Modalité 2 : l’alternative Syntec au forfait jours
La modalité 2 — « réalisation de missions » — est un régime de temps de travail propre à la convention Syntec, sans équivalent légal. Il se situe à mi-chemin entre le forfait heures et le forfait jours.
Caractéristiques
| Paramètre | Valeur |
|---|---|
| Durée de référence | 38h30 par semaine (166,83 heures par mois) |
| Plafond annuel | 220 jours |
| Seuil de rémunération | 115 % du minimum conventionnel + au moins 1 PASS |
| Compensation des dépassements | Demi-journées de repos |
Positions éligibles
La modalité 2 est accessible aux IC dont l’emploi ne peut être soumis à un horaire prédéfini — positions 2.1 et 2.2 notamment. Les ETAM positions 3.2 et 3.3 peuvent y accéder sous réserve d’un accord d’entreprise.
Distinction juridique
La modalité 2 n’est ni un forfait heures au sens de l’article L3121-56 du Code du Travail, ni un forfait jours au sens de l’article L3121-58. C’est un régime purement conventionnel. Les heures au-delà de 38h30 ne sont pas des heures supplémentaires classiques : elles sont compensées par des demi-journées de repos dans les conditions prévues par l’accord de branche.

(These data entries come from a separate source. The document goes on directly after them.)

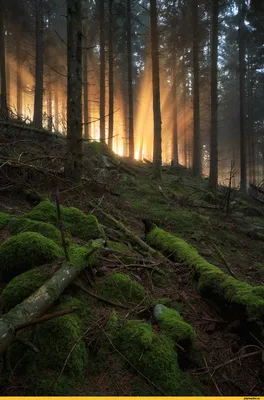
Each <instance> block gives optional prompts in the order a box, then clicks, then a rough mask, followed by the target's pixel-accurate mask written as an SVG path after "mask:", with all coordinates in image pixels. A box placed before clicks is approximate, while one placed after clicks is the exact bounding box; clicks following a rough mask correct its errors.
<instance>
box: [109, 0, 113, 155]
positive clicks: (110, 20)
mask: <svg viewBox="0 0 264 400" xmlns="http://www.w3.org/2000/svg"><path fill="white" fill-rule="evenodd" d="M108 12H109V38H108V40H109V49H108V50H109V55H108V57H109V71H108V74H109V75H108V77H109V120H108V121H109V127H108V146H109V147H110V149H112V148H113V136H114V57H113V0H109V9H108Z"/></svg>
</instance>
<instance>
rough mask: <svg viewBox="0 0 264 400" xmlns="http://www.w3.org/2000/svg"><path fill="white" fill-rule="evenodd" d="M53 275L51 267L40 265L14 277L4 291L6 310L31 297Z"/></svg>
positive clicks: (8, 309)
mask: <svg viewBox="0 0 264 400" xmlns="http://www.w3.org/2000/svg"><path fill="white" fill-rule="evenodd" d="M51 275H52V270H51V269H50V268H49V267H41V268H39V267H38V268H34V269H31V270H29V271H26V272H24V273H22V274H20V275H18V276H16V277H15V278H14V279H12V280H11V281H10V282H9V284H8V285H7V286H6V288H5V289H4V291H3V293H2V298H3V309H4V312H8V311H9V310H11V308H13V307H15V306H16V305H17V304H19V303H21V302H22V301H23V300H25V299H26V298H27V297H29V296H30V295H31V294H32V293H34V292H35V291H36V290H37V289H38V288H39V287H40V286H42V285H43V283H44V282H45V281H46V280H47V279H48V278H49V277H50V276H51Z"/></svg>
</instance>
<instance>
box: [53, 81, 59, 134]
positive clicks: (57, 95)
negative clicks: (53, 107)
mask: <svg viewBox="0 0 264 400" xmlns="http://www.w3.org/2000/svg"><path fill="white" fill-rule="evenodd" d="M56 89H57V88H56ZM54 126H55V131H56V132H58V130H59V95H58V90H55V93H54Z"/></svg>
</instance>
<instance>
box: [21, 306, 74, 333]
mask: <svg viewBox="0 0 264 400" xmlns="http://www.w3.org/2000/svg"><path fill="white" fill-rule="evenodd" d="M78 309H79V308H78V307H73V308H68V309H66V310H62V311H57V312H55V313H52V314H46V315H43V317H40V318H36V319H35V320H33V321H30V322H28V323H26V324H21V325H18V326H17V328H16V331H17V334H19V333H20V332H19V331H21V330H22V329H25V328H28V327H29V326H32V325H38V324H41V323H42V322H47V321H50V320H51V319H54V318H58V317H63V315H67V314H72V313H73V312H75V311H77V310H78Z"/></svg>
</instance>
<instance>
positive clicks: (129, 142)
mask: <svg viewBox="0 0 264 400" xmlns="http://www.w3.org/2000/svg"><path fill="white" fill-rule="evenodd" d="M131 19H132V11H131V0H127V71H128V139H129V158H131V159H133V158H134V103H133V57H132V22H131Z"/></svg>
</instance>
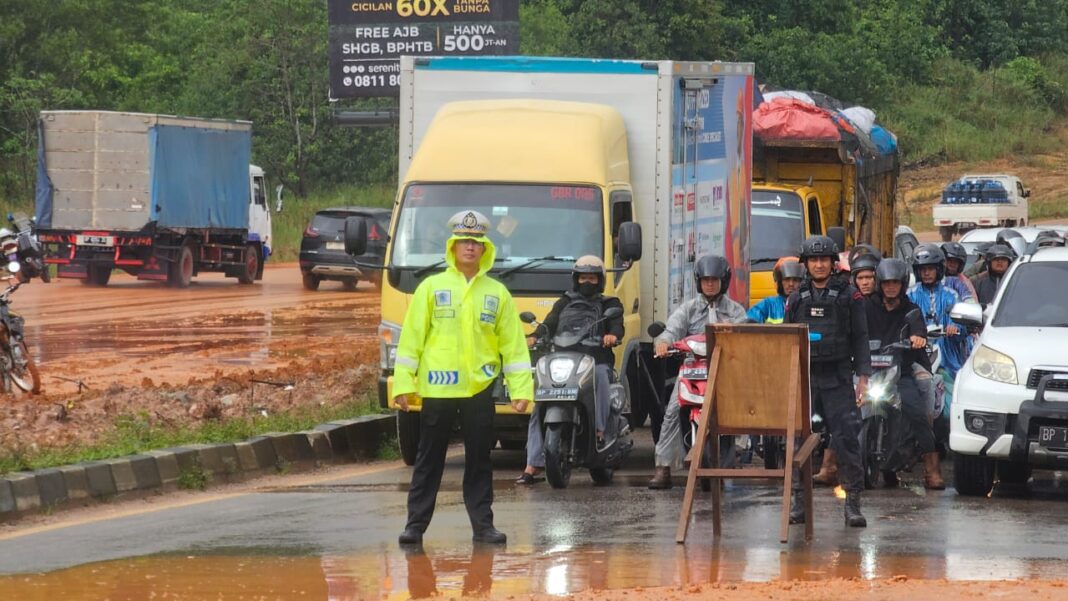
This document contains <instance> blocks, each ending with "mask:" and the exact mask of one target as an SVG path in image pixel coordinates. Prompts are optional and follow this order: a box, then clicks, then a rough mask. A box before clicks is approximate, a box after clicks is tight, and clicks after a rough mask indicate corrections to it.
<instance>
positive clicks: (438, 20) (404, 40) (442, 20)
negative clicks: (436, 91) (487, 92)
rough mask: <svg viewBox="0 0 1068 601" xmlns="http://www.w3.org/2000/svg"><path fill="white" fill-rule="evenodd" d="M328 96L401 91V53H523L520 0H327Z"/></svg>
mask: <svg viewBox="0 0 1068 601" xmlns="http://www.w3.org/2000/svg"><path fill="white" fill-rule="evenodd" d="M328 9H329V20H330V37H329V45H328V53H329V57H330V97H331V98H363V97H371V96H396V95H397V94H398V93H399V83H400V63H399V61H398V58H399V57H400V56H402V54H409V56H414V57H421V56H425V57H431V56H433V57H440V56H473V54H493V56H508V54H518V53H519V0H395V1H373V0H329V5H328Z"/></svg>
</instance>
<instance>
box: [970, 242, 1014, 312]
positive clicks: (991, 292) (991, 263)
mask: <svg viewBox="0 0 1068 601" xmlns="http://www.w3.org/2000/svg"><path fill="white" fill-rule="evenodd" d="M1014 260H1016V253H1015V252H1014V251H1012V249H1010V248H1009V247H1007V246H1005V244H994V246H992V247H990V248H989V249H988V250H987V254H986V262H987V270H986V271H985V272H983V273H979V274H978V275H976V276H975V278H972V285H973V286H974V287H975V295H976V298H977V300H978V301H979V304H981V305H983V306H986V305H988V304H990V303H991V302H993V300H994V297H996V296H998V288H1000V287H1001V283H1002V280H1003V279H1004V278H1005V272H1006V271H1008V267H1009V265H1011V264H1012V262H1014Z"/></svg>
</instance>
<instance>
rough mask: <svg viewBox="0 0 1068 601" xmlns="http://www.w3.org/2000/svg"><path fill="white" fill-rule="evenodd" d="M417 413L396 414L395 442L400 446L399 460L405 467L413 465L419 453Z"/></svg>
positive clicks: (418, 425)
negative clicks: (396, 436)
mask: <svg viewBox="0 0 1068 601" xmlns="http://www.w3.org/2000/svg"><path fill="white" fill-rule="evenodd" d="M419 427H420V426H419V413H412V412H410V411H398V412H397V442H398V443H399V444H400V458H402V459H404V464H405V465H414V464H415V455H418V453H419Z"/></svg>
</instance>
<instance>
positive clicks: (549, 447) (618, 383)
mask: <svg viewBox="0 0 1068 601" xmlns="http://www.w3.org/2000/svg"><path fill="white" fill-rule="evenodd" d="M619 315H623V310H621V309H618V307H610V309H608V310H607V311H606V312H604V315H603V316H602V317H601V318H600V319H598V320H597V321H593V322H591V323H590V325H587V326H586V327H585V328H584V329H582V330H580V331H578V332H574V333H557V334H556V335H555V336H553V337H552V339H551V341H550V339H547V336H543V337H541V338H539V339H538V341H536V342H535V344H534V349H533V351H534V352H536V353H539V354H540V357H539V358H538V360H537V363H536V364H535V365H536V366H535V370H534V381H535V390H534V404H535V411H534V414H533V415H532V416H531V418H532V420H535V418H536V420H538V421H539V427H540V428H541V436H543V440H544V441H545V442H544V445H545V475H546V479H547V480H548V481H549V485H550V486H552V488H567V485H568V483H569V481H570V478H571V469H572V468H586V469H588V470H590V476H591V477H592V478H593V480H594V483H595V484H597V485H608V484H610V483H611V481H612V476H613V474H614V472H615V470H616V469H618V468H619V465H622V464H623V462H624V461H625V460H626V459H627V456H628V455H629V454H630V449H631V448H632V447H633V444H634V443H633V441H632V440H631V439H630V424H629V423H628V421H627V418H626V417H624V415H623V410H624V407H626V406H627V402H626V401H627V391H626V389H625V388H624V386H623V384H622V383H621V382H619V379H618V376H617V375H616V374H615V370H614V369H613V370H612V376H611V378H610V381H611V384H610V394H609V396H610V401H609V412H608V416H607V418H606V424H604V438H603V441H602V442H600V443H598V441H597V437H596V427H595V424H596V414H597V413H596V411H597V409H596V396H595V394H594V386H595V385H596V382H595V380H596V378H595V377H594V376H595V375H594V370H595V368H596V367H595V363H594V358H593V357H591V355H590V354H586V353H584V352H582V351H581V349H582V348H596V347H599V346H600V345H601V339H600V338H599V337H598V336H595V335H591V333H592V332H593V331H594V327H595V326H596V325H597V323H599V322H600V321H604V320H607V319H613V318H615V317H618V316H619ZM519 318H520V319H521V320H522V321H523V322H524V323H531V325H534V326H537V325H538V322H537V320H536V318H535V317H534V314H533V313H530V312H523V313H521V314H520V316H519ZM574 349H578V350H574Z"/></svg>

Le choix entre modalité 2 et forfait jours n’est pas neutre. La modalité 2 maintient une référence horaire (38h30) et un plafond de 220 jours, contre 218 jours en forfait jours sans décompte horaire. Le seuil de rémunération est inférieur (115 % contre 120 %). Pour les cadres positions 2.1 et 2.2 non éligibles au forfait jours, la modalité 2 est la seule option d’aménagement spécifique Syntec.

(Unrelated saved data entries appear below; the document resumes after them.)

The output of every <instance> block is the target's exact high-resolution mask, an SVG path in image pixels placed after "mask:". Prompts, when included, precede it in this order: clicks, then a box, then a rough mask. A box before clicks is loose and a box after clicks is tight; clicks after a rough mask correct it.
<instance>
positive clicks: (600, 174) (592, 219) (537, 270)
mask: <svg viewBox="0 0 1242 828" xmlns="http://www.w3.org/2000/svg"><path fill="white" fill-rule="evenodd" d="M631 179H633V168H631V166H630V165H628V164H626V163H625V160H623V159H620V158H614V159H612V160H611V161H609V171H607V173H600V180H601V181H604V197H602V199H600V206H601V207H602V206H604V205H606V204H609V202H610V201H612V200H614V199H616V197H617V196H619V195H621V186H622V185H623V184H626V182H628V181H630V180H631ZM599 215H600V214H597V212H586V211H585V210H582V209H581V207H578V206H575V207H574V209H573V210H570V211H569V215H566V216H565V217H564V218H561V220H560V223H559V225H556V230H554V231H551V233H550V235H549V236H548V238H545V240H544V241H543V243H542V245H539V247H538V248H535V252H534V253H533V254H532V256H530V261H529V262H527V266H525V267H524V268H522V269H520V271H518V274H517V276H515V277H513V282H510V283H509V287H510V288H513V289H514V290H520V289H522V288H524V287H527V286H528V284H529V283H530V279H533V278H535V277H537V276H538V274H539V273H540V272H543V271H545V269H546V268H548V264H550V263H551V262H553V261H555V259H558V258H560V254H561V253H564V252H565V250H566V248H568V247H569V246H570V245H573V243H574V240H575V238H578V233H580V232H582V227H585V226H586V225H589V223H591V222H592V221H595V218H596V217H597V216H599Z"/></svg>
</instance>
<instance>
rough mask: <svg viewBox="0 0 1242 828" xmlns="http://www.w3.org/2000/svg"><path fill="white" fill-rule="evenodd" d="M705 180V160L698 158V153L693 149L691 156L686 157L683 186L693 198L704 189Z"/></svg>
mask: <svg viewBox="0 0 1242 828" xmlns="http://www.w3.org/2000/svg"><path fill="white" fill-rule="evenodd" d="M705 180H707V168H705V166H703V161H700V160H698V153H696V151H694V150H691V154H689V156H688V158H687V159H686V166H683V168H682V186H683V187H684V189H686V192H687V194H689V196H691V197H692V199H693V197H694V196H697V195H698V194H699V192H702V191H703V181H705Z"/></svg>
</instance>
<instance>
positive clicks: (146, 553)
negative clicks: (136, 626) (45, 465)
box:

Garanties et suivi de la charge
L’avenant n° 2 du 13 décembre 2022 a substantiellement renforcé les garanties entourant le forfait jours, au-delà du cadre supplétif du Code du Travail.
Amplitude et repos
L’amplitude maximale de chaque journée d’activité est fixée à 13 heures. Cette limite explicite complète les obligations légales de repos quotidien (11 heures consécutives) et de repos hebdomadaire (35 heures consécutives).

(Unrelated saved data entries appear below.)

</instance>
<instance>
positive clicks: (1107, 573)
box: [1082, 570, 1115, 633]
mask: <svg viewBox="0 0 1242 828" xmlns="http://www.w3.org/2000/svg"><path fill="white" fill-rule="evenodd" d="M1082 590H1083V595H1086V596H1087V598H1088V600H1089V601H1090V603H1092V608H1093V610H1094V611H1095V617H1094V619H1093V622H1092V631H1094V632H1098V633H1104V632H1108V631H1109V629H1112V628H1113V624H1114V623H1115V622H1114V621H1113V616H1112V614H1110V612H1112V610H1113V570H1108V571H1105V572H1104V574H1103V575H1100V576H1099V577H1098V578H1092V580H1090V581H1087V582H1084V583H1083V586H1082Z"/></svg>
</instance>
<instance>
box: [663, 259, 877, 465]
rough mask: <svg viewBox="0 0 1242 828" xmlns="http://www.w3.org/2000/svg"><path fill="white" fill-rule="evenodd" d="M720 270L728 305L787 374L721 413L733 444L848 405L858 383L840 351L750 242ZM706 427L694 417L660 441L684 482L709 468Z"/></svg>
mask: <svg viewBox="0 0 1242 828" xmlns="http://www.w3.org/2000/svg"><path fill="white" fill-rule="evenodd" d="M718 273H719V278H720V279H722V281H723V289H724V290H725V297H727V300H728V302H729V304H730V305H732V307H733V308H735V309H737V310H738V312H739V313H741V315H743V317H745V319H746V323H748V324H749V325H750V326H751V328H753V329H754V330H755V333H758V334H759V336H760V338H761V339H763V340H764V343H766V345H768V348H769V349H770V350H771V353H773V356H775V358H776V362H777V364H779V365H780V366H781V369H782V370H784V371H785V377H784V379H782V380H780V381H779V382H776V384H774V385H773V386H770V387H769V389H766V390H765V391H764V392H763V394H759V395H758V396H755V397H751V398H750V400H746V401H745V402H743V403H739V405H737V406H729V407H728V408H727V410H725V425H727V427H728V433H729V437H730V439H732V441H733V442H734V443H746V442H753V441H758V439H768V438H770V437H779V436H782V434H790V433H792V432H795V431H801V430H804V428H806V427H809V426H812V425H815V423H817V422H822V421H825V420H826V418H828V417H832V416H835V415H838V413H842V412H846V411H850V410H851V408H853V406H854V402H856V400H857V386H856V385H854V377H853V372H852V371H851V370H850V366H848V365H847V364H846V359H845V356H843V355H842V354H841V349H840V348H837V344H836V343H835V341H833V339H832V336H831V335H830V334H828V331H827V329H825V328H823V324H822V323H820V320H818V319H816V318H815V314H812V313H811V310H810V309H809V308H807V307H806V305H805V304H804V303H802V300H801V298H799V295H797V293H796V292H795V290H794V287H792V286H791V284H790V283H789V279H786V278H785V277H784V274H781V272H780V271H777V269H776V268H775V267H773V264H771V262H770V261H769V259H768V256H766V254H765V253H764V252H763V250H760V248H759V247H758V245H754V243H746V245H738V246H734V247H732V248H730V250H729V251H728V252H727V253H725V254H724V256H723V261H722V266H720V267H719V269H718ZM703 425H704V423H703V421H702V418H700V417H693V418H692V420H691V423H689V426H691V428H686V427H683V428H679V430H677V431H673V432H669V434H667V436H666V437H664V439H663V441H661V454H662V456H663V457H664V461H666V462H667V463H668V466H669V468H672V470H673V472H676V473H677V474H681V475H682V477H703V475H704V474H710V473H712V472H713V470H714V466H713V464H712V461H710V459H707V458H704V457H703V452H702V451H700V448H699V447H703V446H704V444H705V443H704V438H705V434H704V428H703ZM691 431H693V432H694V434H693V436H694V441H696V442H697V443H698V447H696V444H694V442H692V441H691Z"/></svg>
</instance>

Document de suivi contradictoire
Un document de suivi est tenu mensuellement, faisant apparaître les journées travaillées, les jours de repos et les éventuelles alertes sur la charge de travail. Ce document doit être contradictoire — signé par les deux parties. Un simple auto-déclaratif ne suffit pas.
Entretien annuel
Depuis le 1er juillet 2024, l’avenant prévoit un entretien annuel unique (au lieu de deux précédemment) portant obligatoirement sur quatre thèmes : la charge de travail, l’organisation du travail, l’articulation entre vie professionnelle et vie personnelle, et la rémunération.
Droit d’alerte et déconnexion
Le salarié peut exercer à tout moment un droit d’alerte en cas de difficulté liée à sa charge de travail. L’employeur organise alors un entretien dans un délai de 8 jours. En cas de dépassement régulier de l’amplitude de 13 heures, des mesures correctives doivent être prises sans délai.
Le droit à la déconnexion doit être concrétisé par un dispositif effectif — pas une simple clause de principe dans le contrat ou l’accord collectif. La jurisprudence de la Cour de cassation sanctionne les conventions de forfait qui ne comportent pas de garanties concrètes en les privant d’effet.
Points de vigilance
Convention privée d’effet : l’absence de suivi effectif de la charge, l’absence d’entretien annuel ou un droit à la déconnexion purement formel exposent l’employeur à une privation d’effet de la convention de forfait. Le salarié repasse alors sous le régime des 35 heures et peut réclamer le paiement de toutes les heures supplémentaires sur trois ans. La sanction est automatique et rétroactive.
Seuils de rémunération non respectés : un salaire inférieur au seuil applicable (120 %, 122 % ou 2 PASS selon la position) rend la convention de forfait nulle. L’enjeu financier est considérable : rappel d’heures supplémentaires, dommages et intérêts pour travail dissimulé (six mois de salaire), et indemnité compensatrice de repos non pris.
Confusion modalité 2 / forfait jours : les deux régimes obéissent à des règles d’éligibilité, de rémunération et de suivi distinctes. Un cadre IC position 2.2 placé en forfait jours sans accord d’entreprise dérogatoire se retrouve sans base conventionnelle valable. La modalité 2 est le régime adapté à ce profil.